Home » The Italian twentieth century in a center in Lecce

The Italian twentieth century in a center in Lecce

by admin

Seeing the birth, in these dark times, of a new place for culture and art is news that, on its own, brings some light. And if the place was born with a non self-celebratory intent (sometimes it happens) but sincerely didactic, it is doubly so.

We are talking about the Biscozzi | Rimbaud Foundation, a “center of the arts” inaugurated in recent days in Lecce after numerous postponements due to the pandemic, which not only shares with the community a selection of works from the art collection formed over 40 years by the couple of collectors (Luigi Biscozzi, famous tax consultant who died in 2018, and Dominique Rimbaud, wife and partner in the collecting adventure), but offers a library specialized in the visual arts of our time, two study rooms, spaces for teaching and rooms for exhibitions temporary (for which the artistic director of the Foundation and curator of the collection, Paolo Bolpagni, has already initiated international contacts) and, at the top, a large terrace, designed – explain Fabrizio and Marco Arrigoni, designers of the respectful architectural recovery of the building – to welcome “non-ordinary events”.

Loading…

The works on display are about seventy, of different caliber but all exemplifying the period between the 1950s and 1980s: “not all the artistic languages ​​of that period are present, however – specifies Dominique Rimbaud, president of the Foundation, who carries on the project conceived with her husband – but a section of what was called abstract art. At a certain point we realized that certain works we had purchased did not “speak” to us and we sold, for example, works by the Transavantgarde, a movement that was very important at the time but which did not provide us with that heart stroke that we sought in our works. Not even Arte Povera was among our passions, although there is a work by Zorio in the collection. As our objectives became clearer, we limited the field to certain areas and certain authors ».

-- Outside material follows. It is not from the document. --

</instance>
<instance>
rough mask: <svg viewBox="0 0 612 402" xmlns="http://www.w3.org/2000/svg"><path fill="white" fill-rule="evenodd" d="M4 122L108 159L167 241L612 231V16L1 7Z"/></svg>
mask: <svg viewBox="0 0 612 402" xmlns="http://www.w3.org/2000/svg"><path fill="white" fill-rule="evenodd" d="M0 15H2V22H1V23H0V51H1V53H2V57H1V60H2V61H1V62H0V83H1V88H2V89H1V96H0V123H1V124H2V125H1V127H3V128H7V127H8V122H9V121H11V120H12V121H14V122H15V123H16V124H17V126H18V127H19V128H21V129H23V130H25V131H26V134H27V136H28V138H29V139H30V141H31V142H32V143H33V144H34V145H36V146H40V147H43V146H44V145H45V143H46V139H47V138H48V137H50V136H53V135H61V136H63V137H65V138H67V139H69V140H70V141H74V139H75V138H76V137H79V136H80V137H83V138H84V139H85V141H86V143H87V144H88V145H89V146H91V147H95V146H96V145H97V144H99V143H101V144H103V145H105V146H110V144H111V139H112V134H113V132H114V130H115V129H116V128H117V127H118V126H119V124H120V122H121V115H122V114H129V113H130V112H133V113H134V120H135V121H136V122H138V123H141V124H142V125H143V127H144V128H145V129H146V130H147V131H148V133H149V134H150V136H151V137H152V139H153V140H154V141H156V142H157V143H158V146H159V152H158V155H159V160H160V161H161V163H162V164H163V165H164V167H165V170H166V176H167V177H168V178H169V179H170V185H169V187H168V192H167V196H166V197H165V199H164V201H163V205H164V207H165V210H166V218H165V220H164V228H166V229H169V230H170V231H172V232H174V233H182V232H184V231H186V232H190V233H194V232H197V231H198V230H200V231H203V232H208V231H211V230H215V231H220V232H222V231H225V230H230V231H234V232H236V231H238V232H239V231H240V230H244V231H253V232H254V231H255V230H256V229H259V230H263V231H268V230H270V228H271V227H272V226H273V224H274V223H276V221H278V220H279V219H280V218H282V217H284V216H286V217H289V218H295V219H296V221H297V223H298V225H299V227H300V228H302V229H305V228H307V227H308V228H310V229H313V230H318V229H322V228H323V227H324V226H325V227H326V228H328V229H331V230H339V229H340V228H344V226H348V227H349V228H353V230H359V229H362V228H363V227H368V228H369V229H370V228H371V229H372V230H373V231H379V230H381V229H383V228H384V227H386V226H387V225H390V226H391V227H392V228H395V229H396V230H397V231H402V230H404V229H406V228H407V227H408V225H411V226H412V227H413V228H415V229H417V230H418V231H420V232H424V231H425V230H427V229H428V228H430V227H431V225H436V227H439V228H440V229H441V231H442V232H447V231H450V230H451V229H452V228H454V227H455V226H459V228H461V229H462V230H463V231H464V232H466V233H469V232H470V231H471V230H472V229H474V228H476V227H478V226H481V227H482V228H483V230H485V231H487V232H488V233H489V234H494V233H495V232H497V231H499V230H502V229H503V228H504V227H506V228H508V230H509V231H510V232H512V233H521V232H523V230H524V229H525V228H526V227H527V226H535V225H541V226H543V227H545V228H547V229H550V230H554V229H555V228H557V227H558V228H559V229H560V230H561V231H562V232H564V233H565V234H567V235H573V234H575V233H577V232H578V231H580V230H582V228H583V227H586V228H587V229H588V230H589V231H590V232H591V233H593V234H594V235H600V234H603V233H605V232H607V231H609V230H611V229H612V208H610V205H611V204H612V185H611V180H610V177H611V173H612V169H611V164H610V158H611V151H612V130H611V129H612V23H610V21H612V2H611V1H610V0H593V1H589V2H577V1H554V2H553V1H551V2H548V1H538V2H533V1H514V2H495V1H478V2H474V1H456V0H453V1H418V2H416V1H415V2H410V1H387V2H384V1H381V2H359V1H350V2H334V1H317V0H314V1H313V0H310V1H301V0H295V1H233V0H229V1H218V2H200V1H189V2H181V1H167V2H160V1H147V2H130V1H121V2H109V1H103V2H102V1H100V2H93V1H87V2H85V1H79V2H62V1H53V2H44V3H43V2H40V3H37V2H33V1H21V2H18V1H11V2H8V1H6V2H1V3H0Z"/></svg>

See also  Zkrrsh-boom-doing! musik aktuell – new music in Lower Austria in festival fever! - mica

In the 12 rooms and rooms of the itinerary, on the first floor of a building that was part of an ancient monastery demolished in the past, works by Enrico Prampolini, Josef Albers, Alberto Magnelli, Luigi Veronesi, Fausto Melotti, Alberto Burri, Piero Dorazio, Renato parade Birolli, Tancredi Parmeggiani, Emilio Scanavino, Pietro Consagra, Kengiro Azuma, Dadamaino, Enrico Castellani, Agostino Bonalumi, Mario Schifano, Angelo Savelli (the Calabrian artist born in 1911 and died in 1995, lived between Italy, Paris and New York , to whom the first temporary exhibition is dedicated) and other lesser-known authors today, but responding to the taste and project of collectors. A project, Bolpagni writes, which was guided by a deliberately personal gaze (at the beginning, even “by the intrusion of chance”, Luigi Biscozzi minimized, recalling that his first purchases were two lithographs by Renzo Vespignani and Ugo Attardi, artists unknown to him at the time, purchased in 1969 by a door-to-door book seller) but that when, in the couple, the idea of ​​sharing the collection with the public took shape, he turned to the targeted acquisition of works that they were a kind of hyphen between today’s art and the one that preceded it. Thus, in the last months of Luigi Biscozzi’s life, a 1931 painting by Filippo de Pisis (“meditation – writes the curator – on the legacy of French impressionism and expressionism”) entered the collection, and a small terracotta by 1946 by Arturo Martini “with primitive essentiality, [fino] on the threshold of abstraction “. And, shortly after his death, two papers by Luigi Veronesi: «in the 1980s my husband was looking for works by Veronesi from 1930-1940 – recalls Dominique Rimbaud -. We also met the artist but he no longer had any. Then, shortly after his death, Paolo Bolpagni telephoned me, telling me that he had discovered two beautiful papers from 1936 and 1942. It seemed that they had been looking for us, and today they are exhibited in Lecce ».

See also  Argentina is the Latin American country with the most teachers with extra work to make ends meet

Lecce

The choice of the city is certainly not accidental but it is “the fulfillment of a life cycle”: Luigi Biscozzi (1934-2018) was born in Salice Salentino, but was trained in Lecce, before graduating from Bocconi in Milan and starting here a successful career. The Foundation (entirely financed by the couple) was therefore designed to pay off a “debt of gratitude” towards Salento.

You may also like

Leave a Comment

This site uses Akismet to reduce spam. Learn how your comment data is processed.